Des chefs-d'oeuvre de Monet, Picasso et Gauguin dérobés aux Pays-Bas en 2012 ont-ils fini brûlés au 1351 rue Malasneanca, dans un pittoresque village de Roumanie entouré de champs de tournesols gorgés de soleil?

Cette question taraude le monde de l'art, les enquêteurs et, au pied des monts Macin, le village de Carcaliu d'où sont originaires, Radu Dogaru, principal accusé pour le vol, et sa mère Olga, qui a affirmé avoir brûlé les tableaux - d'une valeur estimée à 18 millions d'euros - dans le poêle de sa maison, dans l'espoir de «détruire les preuves».

Olga s'est depuis rétractée mais une analyse effectuée par le Musée national d'Histoire de la Roumanie a révélé que les cendres saisies chez elle contiennent des restes de peintures à l'huile.

Le musée n'a toutefois pas confirmé qu'il s'agit des toiles subtilisées au musée Kunsthal de Rotterdam.

À partir de mardi, les Dogaru et quatre autres Roumains seront jugés à Bucarest pour un des plus spectaculaires vols d'art du siècle.

À Carcaliu, village pimpant des bords du Danube avec ses rues bordées de fleurs, de tilleuls et d'arbres fruitiers, ses maisons aux couleurs pastels et ses jardins ombragés de vignes vierges, l'affaire a «créé un choc pour une communauté pas habituée aux perquisitions de policiers masqués», confie Ekaterina, une «babouchka» retraitée de 66 ans.

«J'aurais aimé que rien de tout cela ne se soit passé.
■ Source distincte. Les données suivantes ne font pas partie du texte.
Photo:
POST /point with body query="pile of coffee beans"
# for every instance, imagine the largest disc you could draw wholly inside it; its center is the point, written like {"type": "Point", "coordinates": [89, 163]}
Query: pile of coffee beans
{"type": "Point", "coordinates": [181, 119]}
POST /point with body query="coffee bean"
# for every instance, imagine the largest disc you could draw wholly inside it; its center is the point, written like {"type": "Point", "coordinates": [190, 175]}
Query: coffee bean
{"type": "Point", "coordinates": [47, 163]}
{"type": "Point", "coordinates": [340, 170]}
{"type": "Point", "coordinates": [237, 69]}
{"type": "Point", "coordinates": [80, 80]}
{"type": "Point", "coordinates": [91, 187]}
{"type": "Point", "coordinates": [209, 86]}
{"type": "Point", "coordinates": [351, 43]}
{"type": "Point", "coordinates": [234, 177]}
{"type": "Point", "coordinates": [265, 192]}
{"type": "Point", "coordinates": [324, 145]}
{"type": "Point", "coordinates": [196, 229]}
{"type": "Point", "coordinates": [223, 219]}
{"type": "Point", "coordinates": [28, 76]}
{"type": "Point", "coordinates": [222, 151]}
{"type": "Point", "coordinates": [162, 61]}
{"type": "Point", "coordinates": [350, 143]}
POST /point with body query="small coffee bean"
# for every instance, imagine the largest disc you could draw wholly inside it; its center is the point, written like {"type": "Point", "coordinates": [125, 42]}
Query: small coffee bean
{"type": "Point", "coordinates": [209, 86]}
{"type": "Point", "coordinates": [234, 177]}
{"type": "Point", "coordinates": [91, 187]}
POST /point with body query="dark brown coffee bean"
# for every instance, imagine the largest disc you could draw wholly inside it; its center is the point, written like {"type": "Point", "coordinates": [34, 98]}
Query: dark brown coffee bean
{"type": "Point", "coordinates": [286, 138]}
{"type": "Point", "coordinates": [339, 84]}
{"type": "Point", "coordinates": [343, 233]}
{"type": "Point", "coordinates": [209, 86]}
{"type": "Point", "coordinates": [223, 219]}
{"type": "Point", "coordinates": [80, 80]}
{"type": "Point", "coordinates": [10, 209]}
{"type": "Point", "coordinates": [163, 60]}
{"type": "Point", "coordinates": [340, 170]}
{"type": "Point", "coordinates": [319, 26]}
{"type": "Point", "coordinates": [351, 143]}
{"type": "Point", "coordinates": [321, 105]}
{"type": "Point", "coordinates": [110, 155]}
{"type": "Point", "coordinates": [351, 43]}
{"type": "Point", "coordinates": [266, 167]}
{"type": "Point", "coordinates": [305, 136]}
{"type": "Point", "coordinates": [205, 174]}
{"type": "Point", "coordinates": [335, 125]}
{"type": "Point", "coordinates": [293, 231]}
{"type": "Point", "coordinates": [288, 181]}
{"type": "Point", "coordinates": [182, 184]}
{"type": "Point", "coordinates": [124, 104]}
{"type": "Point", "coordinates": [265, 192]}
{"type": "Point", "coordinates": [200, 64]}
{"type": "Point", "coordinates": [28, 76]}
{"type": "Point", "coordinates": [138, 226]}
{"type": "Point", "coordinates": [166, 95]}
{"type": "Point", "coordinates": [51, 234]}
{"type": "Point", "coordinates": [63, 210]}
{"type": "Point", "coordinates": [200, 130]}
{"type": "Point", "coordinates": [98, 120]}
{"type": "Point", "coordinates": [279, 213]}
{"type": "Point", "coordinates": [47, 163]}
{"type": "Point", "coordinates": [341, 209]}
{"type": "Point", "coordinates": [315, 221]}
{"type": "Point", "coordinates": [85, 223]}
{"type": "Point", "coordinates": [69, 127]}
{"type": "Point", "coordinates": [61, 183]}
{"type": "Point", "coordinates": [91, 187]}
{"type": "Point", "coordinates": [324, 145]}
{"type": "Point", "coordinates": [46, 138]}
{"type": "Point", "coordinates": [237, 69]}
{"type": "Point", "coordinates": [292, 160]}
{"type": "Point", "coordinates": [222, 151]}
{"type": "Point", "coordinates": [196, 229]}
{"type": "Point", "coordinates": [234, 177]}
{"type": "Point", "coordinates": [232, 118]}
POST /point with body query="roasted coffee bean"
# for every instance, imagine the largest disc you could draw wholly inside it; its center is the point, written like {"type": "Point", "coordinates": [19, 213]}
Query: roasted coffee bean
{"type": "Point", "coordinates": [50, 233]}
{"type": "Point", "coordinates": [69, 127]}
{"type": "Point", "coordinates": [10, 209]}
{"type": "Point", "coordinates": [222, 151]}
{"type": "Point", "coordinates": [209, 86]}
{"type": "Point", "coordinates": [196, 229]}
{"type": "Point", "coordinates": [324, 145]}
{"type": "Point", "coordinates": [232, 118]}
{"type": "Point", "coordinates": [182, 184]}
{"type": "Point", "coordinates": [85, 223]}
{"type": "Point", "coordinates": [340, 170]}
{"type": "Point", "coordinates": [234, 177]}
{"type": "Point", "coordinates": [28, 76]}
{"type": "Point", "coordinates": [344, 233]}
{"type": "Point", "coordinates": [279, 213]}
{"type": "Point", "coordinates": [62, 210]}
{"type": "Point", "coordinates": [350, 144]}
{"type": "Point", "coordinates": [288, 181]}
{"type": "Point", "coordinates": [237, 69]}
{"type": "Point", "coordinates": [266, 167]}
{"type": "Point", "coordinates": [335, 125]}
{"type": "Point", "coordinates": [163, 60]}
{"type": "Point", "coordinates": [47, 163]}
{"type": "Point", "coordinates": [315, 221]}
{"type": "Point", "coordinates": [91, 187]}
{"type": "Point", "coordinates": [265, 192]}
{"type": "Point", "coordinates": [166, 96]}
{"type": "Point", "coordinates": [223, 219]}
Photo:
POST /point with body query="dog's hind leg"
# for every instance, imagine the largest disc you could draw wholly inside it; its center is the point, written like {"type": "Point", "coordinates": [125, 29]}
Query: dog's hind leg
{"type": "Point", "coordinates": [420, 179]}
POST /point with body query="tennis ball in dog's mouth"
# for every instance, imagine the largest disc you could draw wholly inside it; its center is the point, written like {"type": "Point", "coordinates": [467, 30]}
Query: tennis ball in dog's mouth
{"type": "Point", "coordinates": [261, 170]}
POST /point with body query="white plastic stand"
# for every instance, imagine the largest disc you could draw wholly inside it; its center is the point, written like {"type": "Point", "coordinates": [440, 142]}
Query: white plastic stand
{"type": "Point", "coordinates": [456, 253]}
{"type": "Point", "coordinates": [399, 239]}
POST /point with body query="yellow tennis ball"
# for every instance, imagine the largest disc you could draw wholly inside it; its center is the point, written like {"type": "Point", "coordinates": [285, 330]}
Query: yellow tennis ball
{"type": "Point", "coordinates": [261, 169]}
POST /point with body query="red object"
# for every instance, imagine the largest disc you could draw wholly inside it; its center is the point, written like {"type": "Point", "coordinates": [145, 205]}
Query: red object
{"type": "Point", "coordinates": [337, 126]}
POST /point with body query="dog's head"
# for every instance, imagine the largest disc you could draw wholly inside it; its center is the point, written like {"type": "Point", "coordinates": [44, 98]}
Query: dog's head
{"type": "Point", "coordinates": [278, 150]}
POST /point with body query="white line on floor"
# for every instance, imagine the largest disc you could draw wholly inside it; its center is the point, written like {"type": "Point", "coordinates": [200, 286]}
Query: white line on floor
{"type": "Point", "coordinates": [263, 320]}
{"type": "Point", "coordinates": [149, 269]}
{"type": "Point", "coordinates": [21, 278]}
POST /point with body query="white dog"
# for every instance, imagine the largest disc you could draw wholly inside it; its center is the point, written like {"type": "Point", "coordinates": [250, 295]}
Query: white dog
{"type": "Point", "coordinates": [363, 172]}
J'aurais aimé qu'on parle de notre village pour ses coutumes, sa culture et pas à cause de ces tableaux volés», soupire la maire du village, Anica Toma, dans une entrevue à l'AFP.

«La réalité c'est que les gens du village travaillent dur et ne créent pas de problème», poursuit-elle en espérant que les agissements de quelques personnes ne jetteront pas l'opprobre sur une communauté entière.

La majorité des 3000 habitants enregistrés sont lipovènes, une minorité russophone dont les ancêtres s'installèrent en Roumanie il y a 300 ans fuyant les persécutions du tsar en Russie.

Seuls 1250 d'entre eux, la plupart retraités, vivent en permanence dans le village, les autres travaillant principalement en Italie, notamment dans la construction et les soins aux personnes âgées.

Outre le «lipovène», du Russe ancien, il n'est pas rare d'entendre parler italien dans les rues.

«Malheureusement, cette affaire a sali l'image de notre village alors que nous sommes des travailleurs», regrette une grand-mère qui livre juste son nom de famille, Pamfil.

Les Lipovènes sont connus pour avoir travaillé par milliers sur des chantiers publics sous le communisme.

Radu Dogaru, principal accusé du vol et âgé d'une vingtaine d'années, fait partie d'une famille mixte, mère lipovène, père roumain.

Il allait souvent aux Pays-Bas avec sa compagne, originaire du village qui se prostituait là-bas.

Déjà dans le collimateur de la justice pour des affaires d'homicide et de trafic de personnes, il est décrit comme «violent» et «leader d'une bande criminelle» par certains villageois.

«Quand il arrivait ici, on était sûr que les choses allaient mal se passer. Cette bande volait, menaçait», confie un habitant qui préfère garder l'anonymat par peur de représailles.

Olga, la mère de Radu vivait jusqu'à son arrestation dans une coquette maison blanche. C'est ici qu'elle aurait brûlé les tableaux après les avoir déterrés du cimetière dans lequel elles les avaient cachés après l'arrestation de son fils.

Aujourd'hui, la maison est occupée par une de ses amies qui refuse l'entrée aux journalistes et dit «ne rien savoir» sur les tableaux.

Dogaru aurait aussi, sans l'informer sur la nature du colis, stocké les tableaux chez sa tante Marfa, très appréciée dans le village.

«Je suis encore sous le choc», dit-elle à l'AFP.

Parmi les tableaux volés figurent une Tête d'Arlequin de Pablo Picasso, le Waterloo Bridge et le Charing Cross Bridge de Londres de Claude Monet et Femme devant une fenêtre ouverte, dite la fiancée de Paul Gauguin.

«S'ils ont été brûlés, ce serait très triste car ils sont un patrimoine pour les générations futures», dit Iacob Iacob, un habitant travaillant en Italie mais revenu pour les vacances.

Dans cette communauté très croyante, le prêtre de l'église lipovène Vasile Ivli, a appelé ses paroissiens à dire tout ce qu'ils savent sur le sort de ces tableaux.